After stints at two other companies, Waltman took a pay cut to join Qualcomm in 1990 as employee No. 461 to work with the team developing the San Diego chipmaker’s CDMA wireless technology. The company now has almost 32,000 employees worldwide.
(Neil’s note: Pay cut to join. Opportunity more important than initial paycheck.)
Over the next few years, she had several promotions. Then her husband, who had become a cardiologist, was offered a position in Las Vegas.
“That was a big moment for us. I had two sons — a 6-month-old and 2 years old. My husband said this is super-important, and I remember going to Rich Sulpizio (then the president of Qualcomm) to tell him that I was moving to Las Vegas. They offered me the option of working from home as an engineer or helping to build a backup satellite station for OmniTRACS, a mobile communications system for the trucking industry,” she said.
Waltman chose the OmniTRACS option, which meant a 50 percent pay cut. “I didn’t worry about the salary and the title. I just wanted to keep my career moving in a new direction.”
(Neil’s note: If you can become indispensable, no glass ceiling.)
In retrospect, she said, “It was the smartest thing that I’ve ever done” because she learned new skills, gained exposure to a new part of the company, and she solidified her belief in the servant leadership model, a philosophy that emphasizes success through ensuring that the needs of all team members are met.
After four years in Las Vegas, Qualcomm offered her a position running a key new technology project in San Diego.
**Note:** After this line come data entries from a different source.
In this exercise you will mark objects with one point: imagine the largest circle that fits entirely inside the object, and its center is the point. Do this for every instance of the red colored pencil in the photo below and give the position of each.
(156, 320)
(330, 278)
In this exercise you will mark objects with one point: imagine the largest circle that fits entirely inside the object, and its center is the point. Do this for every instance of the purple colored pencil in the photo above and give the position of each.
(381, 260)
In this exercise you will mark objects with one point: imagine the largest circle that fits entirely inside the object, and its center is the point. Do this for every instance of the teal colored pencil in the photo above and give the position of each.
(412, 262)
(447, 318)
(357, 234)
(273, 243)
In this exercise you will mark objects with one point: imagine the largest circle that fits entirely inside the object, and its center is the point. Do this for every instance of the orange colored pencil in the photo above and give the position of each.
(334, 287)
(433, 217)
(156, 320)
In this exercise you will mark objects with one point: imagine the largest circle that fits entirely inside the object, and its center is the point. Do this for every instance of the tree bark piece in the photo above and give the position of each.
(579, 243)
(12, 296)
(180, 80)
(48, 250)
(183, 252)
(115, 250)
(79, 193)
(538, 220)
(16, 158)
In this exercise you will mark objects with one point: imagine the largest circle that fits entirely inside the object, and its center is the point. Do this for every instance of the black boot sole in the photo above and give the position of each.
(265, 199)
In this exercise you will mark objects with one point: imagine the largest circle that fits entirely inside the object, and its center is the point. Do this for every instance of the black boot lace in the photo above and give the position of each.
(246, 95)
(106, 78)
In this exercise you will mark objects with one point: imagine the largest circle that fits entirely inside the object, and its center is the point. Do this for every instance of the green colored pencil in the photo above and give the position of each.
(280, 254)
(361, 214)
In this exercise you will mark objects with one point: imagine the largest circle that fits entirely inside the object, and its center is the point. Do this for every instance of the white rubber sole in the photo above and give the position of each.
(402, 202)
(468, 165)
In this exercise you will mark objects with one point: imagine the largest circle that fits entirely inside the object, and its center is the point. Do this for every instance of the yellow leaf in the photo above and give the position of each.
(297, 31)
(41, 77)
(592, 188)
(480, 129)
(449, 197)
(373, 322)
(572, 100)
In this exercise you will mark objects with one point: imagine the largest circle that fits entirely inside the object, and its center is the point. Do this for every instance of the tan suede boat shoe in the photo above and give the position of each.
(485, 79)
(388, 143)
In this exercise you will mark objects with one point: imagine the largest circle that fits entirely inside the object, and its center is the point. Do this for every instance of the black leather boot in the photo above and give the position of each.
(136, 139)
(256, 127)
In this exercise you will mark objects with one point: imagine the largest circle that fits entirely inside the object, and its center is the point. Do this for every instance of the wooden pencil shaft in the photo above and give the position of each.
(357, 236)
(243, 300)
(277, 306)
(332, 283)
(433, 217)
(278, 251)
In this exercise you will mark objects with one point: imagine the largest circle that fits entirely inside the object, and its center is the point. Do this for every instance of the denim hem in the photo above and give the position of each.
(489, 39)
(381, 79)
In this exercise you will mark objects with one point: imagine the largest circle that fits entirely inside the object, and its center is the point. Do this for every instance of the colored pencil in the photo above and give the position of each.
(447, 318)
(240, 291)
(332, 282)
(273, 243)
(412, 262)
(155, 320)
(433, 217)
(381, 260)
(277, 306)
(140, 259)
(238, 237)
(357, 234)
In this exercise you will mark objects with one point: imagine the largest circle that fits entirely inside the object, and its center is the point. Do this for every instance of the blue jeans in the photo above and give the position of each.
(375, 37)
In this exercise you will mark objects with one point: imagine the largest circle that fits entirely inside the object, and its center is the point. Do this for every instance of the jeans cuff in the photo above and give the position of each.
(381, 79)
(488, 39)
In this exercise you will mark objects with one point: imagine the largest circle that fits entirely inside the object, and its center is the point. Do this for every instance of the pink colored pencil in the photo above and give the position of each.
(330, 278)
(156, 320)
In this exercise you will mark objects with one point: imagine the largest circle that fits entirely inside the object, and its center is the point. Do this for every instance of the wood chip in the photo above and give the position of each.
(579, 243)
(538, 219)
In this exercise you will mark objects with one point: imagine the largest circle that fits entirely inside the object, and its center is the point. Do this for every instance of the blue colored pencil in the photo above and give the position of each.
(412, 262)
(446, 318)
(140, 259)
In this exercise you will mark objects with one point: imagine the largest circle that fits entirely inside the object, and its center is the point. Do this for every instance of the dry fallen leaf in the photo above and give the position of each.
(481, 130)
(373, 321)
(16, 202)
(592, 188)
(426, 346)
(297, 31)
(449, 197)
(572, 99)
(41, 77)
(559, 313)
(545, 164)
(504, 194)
For 18 months, the company paid for her to fly between Las Vegas and San Diego from Monday through Thursday. She got up at 4:30 a.m. and was home by 6:30 p.m. — ensuring her two boys saw their mom home for dinner. Then she worked at home for hours after they went to bed.
When she was offered another promotion, the family returned to San Diego, and her husband was also offered a position to return to the cardiology division at UC San Diego. In 2005, Waltman was appointed president of Qualcomm Enterprise Services, a position she held until 2008. Currently, she works part time as a strategic adviser to Qualcomm’s in-house innovation program and its intellectual property group.
Clearly, Waltman has achieved exceptional success in a male-dominated industry for myriad reasons — parents who were great role models, excellent mentors, a company that was willing to accommodate her personal needs, hard work, the ability to handle increasingly challenging leadership positions, a supportive spouse, good timing and the willingness to take what looked like backward steps in her career. There were sacrifices and trade-offs. There always are. Men in STEM make trade-offs also. But to quote Ginger Rogers, “I did everything Fred Astaire did, except backward and in heels.”